Wiesław Szczygielski wypowiedział krucjatę przeciwko hałasującym pojazdom i zaproponował używanie sonometrów w walce z nimi. Prezydent Lenk ma wątpliwości, czy policja ma takie uprawnienia. Sprawdziliśmy – policja może karać za niesprawny tłumik.
Wątpliwości w tej sprawie powinna rozwiać opinia nadkomisarza Roberta Tarapacza, eksperta z Wydziału Ruchu Drogowego Komendy Wojewódzkiej w Katowicach: – Policja ma uprawnienia do nałożenia sankcji na kierujących pojazdami w przypadku stwierdzenia przekroczenia normy wynoszącej 94 decybele. Można w tym celu używać sonometrów, oczywiście z odpowiednią homologacją. Jedyny problem z zastosowaniem tego urządzenia polega na tym, że czasami trzeba dodatkowo zweryfikować dane u diagnosty, gdyż środowisko w którym został dokonany pomiar może go zniekształcać – tłumaczy funkcjonariusz. Wojewódzki ekspert wyjaśnia, że po stwierdzeniu przekroczenia normy hałasu policjanci mogą ukarać kierującego mandatem karnym oraz zatrzymać dowód rejestracyjny pojazdu. – Zostanie zwrócony po usunięciu nieprawidłowości – tłumaczy.

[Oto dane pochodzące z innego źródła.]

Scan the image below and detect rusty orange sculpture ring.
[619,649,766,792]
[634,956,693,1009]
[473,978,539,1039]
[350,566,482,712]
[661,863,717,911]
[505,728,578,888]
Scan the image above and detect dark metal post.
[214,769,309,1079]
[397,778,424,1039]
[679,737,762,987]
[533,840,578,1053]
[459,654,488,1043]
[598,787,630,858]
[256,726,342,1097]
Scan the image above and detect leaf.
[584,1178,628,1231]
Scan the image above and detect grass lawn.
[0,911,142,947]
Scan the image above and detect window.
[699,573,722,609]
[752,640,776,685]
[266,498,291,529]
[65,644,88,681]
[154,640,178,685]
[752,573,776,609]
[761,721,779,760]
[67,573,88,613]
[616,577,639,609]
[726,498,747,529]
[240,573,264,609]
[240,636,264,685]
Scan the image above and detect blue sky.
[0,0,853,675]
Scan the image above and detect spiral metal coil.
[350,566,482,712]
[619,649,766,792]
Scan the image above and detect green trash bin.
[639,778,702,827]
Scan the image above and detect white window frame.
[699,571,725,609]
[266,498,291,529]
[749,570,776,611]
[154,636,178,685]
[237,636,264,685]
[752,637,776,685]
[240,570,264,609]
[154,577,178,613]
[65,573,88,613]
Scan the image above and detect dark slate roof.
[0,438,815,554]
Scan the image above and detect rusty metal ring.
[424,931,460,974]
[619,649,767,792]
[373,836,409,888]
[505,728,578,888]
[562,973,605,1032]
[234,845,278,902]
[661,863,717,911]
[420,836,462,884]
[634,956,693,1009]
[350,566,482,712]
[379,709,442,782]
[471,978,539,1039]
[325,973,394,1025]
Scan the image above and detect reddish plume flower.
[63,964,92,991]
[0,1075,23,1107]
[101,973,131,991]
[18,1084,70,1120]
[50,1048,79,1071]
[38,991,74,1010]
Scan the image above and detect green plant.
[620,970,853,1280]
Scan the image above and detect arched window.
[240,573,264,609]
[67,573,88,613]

– Można jak najbardziej karać za głośny pojazd nawet bez sonometru – taką opinię usłyszeliśmy w raciborskiej drogówce. Policjant przypuszczający, że zatrzymany pojazd pracuje zbyt głośno musi jednak skierować go na pomiar do stacji diagnostycznej. Gdy okaże się, że przypuszczenie było słuszne i norma jest przekroczona, nakładana jest kara. – Gdyby były sonometry, można użyć ich od razu – twierdzą policjanci.
/red/
,, Prezydent Lenk ma wątpliwości, czy policja ma takie uprawnienia,,
PREZYDENT OśMIESZA SIE ! ILEZ TO ROBOTY, ABY SAMEMU SPRAWDZIC U ZRóDłA tz. na Policji!
Kazdy kierowca wie, poza Panem Prezydentem, jak widać, chociaż też ma prawko, że tłumiki nie mogą ryczeć! Ponadto kto, jak kto ,ale sam Prezydent nie zna uprawnień Policji?